Instituto Literario de Veracruz

Apología de las tortugas

Apología de las tortugas

Juan Gabriel Vázquez

 

Mientras que anunciar la muerte de la novela es una especie de peaje intelectual que cada generación debe pagar, nadie nunca se preocupa por la muerte del cuento, y miraríamos a quien lo hiciera con cierta compasión, como si hubiera perdido un poco la perspectiva de las cosas o ignorara las prioridades adultas de la literatura. El cuento no se muere; tampoco ha gozado nunca de ningún tipo de apogeo. De la misma forma, el cuento no ha recibido ni una mínima parte de la reflexión crítica que ha merecido la novela, y sin embargo en ningún otro arte es tan amplio el cuerpo de reflexiones de los mismos autores sobre su oficio. Creo que hay una razón para ello: no se puede ser escritor de cuentos, ni siquiera de cuentos malos, sin un conocimiento profundo de ciertas herramientas técnicas, de cierta información histórica, de ciertos descubrimientos teóricos. Poe, Chéjov, Quiroga, Flannery O’Connor, Hemingway, Tobias Wolff: todos ellos han sentido la necesidad, ya sea en forma de iceberg o de decálogo, de teorizar sobre su práctica. Más que para beneficio del lector, sospecho que lo hacían para aclararse ellos mismos, como la vieja dama de Forster que decía: «¿Cómo puedo saber lo que pienso hasta ver lo que digo?» Pero lo que importa es otra cosa. Cuando Poe, en su célebre reseña de Hawthorne, habla de la «unidad de efecto o de impresión» del cuento; o cuando Chéjov hace de un estado de ánimo, más que de la trama, el eje de un relato; o cuando Joyce, en cartas a su hermano Stanislaus o en un pasaje de Stephen Hero, explica su concepción de la epifanía, lo que ocurre en la historia de la ficción en prosa es equiparable a la invención de la máquina a vapor o al descubrimiento de la penicilina.

Quizá sea bueno en este punto, para evitar confusiones, que explique un poco cuál es el cuento del que hablo. Harold Bloom dice que el cuento moderno es chejoviano o kafkiano; en la primera genealogía escribe Hemingway, y en la segunda Borges.
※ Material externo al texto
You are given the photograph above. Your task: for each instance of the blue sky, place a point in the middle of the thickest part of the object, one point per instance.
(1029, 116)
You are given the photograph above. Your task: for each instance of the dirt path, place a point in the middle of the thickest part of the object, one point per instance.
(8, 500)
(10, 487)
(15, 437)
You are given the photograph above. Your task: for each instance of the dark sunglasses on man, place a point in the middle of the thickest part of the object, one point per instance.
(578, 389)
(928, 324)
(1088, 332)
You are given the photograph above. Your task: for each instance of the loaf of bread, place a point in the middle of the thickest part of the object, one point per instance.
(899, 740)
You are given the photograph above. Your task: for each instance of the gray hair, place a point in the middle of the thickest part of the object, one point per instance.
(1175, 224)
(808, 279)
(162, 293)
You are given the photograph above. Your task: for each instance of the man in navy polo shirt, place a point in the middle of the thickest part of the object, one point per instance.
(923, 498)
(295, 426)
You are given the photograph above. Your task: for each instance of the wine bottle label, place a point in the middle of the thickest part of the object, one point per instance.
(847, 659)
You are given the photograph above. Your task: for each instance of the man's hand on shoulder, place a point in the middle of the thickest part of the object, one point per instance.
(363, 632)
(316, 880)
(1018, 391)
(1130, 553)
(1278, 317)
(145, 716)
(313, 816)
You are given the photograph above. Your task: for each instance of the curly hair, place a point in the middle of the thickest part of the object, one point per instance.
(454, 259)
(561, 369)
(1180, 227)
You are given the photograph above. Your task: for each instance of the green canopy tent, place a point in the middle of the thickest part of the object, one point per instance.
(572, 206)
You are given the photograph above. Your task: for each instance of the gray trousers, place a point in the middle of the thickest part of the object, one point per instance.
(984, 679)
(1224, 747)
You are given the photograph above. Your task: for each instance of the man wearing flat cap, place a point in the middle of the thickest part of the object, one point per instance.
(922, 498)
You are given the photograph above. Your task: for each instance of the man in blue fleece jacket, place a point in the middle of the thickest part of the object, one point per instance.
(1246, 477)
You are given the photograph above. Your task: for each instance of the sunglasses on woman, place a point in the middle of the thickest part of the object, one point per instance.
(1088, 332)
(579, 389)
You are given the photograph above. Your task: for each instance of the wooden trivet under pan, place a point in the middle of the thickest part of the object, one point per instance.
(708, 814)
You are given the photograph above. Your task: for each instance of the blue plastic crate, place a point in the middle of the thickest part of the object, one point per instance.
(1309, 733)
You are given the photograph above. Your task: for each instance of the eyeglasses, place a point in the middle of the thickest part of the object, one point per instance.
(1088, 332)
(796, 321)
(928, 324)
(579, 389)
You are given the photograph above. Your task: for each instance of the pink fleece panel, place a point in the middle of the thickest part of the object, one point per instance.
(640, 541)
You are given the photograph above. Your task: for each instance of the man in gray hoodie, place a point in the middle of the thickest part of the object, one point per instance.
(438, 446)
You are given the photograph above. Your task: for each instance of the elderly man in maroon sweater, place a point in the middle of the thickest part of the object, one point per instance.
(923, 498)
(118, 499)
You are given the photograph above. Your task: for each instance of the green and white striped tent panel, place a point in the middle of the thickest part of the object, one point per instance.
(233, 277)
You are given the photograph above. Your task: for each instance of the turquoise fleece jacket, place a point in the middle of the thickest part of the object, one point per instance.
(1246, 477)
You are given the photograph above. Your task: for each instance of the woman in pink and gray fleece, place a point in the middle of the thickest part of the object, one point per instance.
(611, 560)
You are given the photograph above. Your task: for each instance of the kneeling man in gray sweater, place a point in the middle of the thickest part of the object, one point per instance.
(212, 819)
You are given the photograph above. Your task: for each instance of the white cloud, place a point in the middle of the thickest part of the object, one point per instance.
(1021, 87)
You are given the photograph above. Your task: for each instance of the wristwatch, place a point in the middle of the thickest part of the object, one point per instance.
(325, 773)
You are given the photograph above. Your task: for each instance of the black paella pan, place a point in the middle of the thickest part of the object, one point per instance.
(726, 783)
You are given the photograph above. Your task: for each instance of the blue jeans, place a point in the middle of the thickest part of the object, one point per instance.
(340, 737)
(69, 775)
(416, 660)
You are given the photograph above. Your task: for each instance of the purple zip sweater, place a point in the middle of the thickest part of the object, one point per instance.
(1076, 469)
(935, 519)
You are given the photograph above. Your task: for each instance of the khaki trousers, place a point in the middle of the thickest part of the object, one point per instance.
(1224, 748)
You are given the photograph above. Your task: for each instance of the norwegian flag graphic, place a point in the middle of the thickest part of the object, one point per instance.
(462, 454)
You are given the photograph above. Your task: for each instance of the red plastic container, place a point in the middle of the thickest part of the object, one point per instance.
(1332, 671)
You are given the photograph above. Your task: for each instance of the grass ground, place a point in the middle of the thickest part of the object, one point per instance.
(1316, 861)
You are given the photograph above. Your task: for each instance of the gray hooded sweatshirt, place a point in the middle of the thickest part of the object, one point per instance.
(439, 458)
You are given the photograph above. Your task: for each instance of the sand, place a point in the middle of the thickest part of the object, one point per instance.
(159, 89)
Tal vez los sorprenda a ustedes algo que debería sorprenderlos: el hecho de que un género, como lo explica Bloom, tenga poco más de cien años. El cuento moderno es prácticamente contemporáneo del cine: un arte sin tradición, cuyo canon se forma a cada segundo. Yo tengo para mí que hay tanta diferencia entre el cuento que practicamos ahora y su antecesor, la forma que en inglés se llama tale, como entre la Ilíada y La guerra del fin del mundo. En inglés se distingue el tale del short story; nuestra lengua no tiene términos similares, y en esto va un poco el malentendido que siempre ha rodeado al género. Por tale yo entiendo una narración relativamente breve, de contenido casi siempre fantástico, no pocas veces con moraleja o lección implícita y en la cual lo importante es la voz que cuenta, al estilo de Cuentos de la Alhambra, de Irving (todo esto sin perjuicio de que Isak Dinesen haya revivido esta forma en colecciones como Seven Gothic Tales; pero Dinesen es, lo sabemos, un anacronismo). Y luego hay un momento, acaso hacia la segunda mitad del siglo XIX, en que lo sobrenatural va quedando de lado, va siendo reemplazado por una cierta pretensión de realismo, y los personajes asumen su propia conciencia. En este punto está Bartleby, que actúa como una bisagra en la historia, y luego aparecen los primeros grandes maestros: Maupassant, Chéjov. Éste es el short story, una especie tan distinta de la novela como la épica o el ensayo, un relato corto que es más -mucho más- que un relato que no es largo, y cuya definición suele arrojarnos, como acaba de hacerlo conmigo, a la tautología o al didacticismo. Pues bien, parecería casi ridículo llamar ambas formas con el mismo nombre, y sin embargo nuestra lengua lo hace.

Ese relato que Bloom llama chejoviano, el que me ha deparado mayores satisfacciones y el que he practicado hasta ahora (ya se sabe que escribimos, en parte, para imitar lo que nos ha deslumbrado), es tal vez la máquina literaria mejor dotada para tratar cierta condición del hombre moderno; ese relato, que yo prefiero llamar impresionista, es también, por naturaleza, una forma en desacuerdo y en conflicto con su personalidad. Anotaré una de las razones posibles de ese desacuerdo.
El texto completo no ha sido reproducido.